His first writing on theatre, on the actor Mei Fung Lang of Peking Opera, was rather insignificant. His next article was on
Jatra performances he saw in 1962; that was published in
Bohurupi patrika. His love with theatre intensified and he started interviewing contemporary stalwarts of Bangla theatre, e.g., Utpal Dutt, Badal Sircar, Sombhu Mitra, among others, for further clarifications on their works.
His assessment of Nandikar's 1969 production of
Tin Poysar Pala, and adaptation of Brecht's
Three Penny Opera:
"When we have a production of The Three Penny Opera which simply goes in for wild fun, we regard it as a compromise, a betrayal. The production has no point when there is serious political violence in Calcutta. ... This is status quo theatre, which means nothing to a generation that thinks in political terms.

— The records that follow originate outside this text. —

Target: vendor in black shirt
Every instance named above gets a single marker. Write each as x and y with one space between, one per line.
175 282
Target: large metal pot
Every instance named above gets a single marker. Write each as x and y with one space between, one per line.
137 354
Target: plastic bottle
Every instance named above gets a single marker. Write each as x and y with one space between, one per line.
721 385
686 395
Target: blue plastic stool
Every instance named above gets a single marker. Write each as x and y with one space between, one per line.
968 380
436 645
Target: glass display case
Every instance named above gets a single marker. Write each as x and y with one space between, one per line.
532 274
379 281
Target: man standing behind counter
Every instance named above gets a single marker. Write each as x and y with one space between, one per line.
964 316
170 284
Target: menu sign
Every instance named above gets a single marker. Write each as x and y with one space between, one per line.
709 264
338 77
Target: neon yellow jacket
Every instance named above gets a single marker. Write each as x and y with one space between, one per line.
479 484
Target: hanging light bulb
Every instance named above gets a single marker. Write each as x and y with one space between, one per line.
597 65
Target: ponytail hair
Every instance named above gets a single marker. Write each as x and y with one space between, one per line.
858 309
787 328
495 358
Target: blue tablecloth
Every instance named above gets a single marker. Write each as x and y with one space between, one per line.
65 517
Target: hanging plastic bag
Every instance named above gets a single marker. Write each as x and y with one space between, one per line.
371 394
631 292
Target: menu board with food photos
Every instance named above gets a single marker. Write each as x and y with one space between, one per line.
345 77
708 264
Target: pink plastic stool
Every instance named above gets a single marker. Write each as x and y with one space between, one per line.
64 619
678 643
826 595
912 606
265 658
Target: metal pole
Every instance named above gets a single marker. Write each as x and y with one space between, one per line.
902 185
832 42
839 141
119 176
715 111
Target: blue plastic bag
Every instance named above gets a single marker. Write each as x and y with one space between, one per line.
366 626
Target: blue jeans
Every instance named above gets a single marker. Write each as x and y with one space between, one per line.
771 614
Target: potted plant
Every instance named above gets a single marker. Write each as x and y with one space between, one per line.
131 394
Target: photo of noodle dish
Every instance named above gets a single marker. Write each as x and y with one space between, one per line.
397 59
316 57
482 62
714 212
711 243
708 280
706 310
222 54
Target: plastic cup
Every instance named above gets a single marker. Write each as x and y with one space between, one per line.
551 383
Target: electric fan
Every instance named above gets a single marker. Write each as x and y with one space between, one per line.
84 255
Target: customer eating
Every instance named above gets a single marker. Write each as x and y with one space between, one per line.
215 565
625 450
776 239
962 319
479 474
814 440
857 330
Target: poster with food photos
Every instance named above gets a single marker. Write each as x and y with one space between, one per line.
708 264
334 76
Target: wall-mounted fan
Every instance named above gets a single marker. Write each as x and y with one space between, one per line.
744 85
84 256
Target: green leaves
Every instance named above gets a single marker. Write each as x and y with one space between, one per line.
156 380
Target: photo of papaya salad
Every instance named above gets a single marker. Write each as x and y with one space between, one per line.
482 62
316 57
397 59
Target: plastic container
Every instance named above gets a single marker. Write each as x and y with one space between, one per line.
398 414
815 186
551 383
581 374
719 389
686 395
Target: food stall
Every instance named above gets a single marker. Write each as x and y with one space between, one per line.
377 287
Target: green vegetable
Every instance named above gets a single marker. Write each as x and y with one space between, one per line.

Foucault's influence on him seems to be a later development. For instance, in 1986, he opines that in Vijay Tendulkar's play
Ghashiram Kotwal, 'power is defined 'horizontally' (in the sense in which Maurice Duverger uses it in his
The Idea of Politics, London, 1966)'. He does not bring in Foucaulding discourse of power yet. In his 2003 introduction to a collection of Tendulkar's plays (including Ghashiram Kotwal'), however, he sees them evolving around the hub of 'strong ethical concern exploring and critiquing the relations of power in all their complex ramifications' where power is 'what Michel Foucault defines as 'the relationship in which one wishes to direct the behaviour of another'.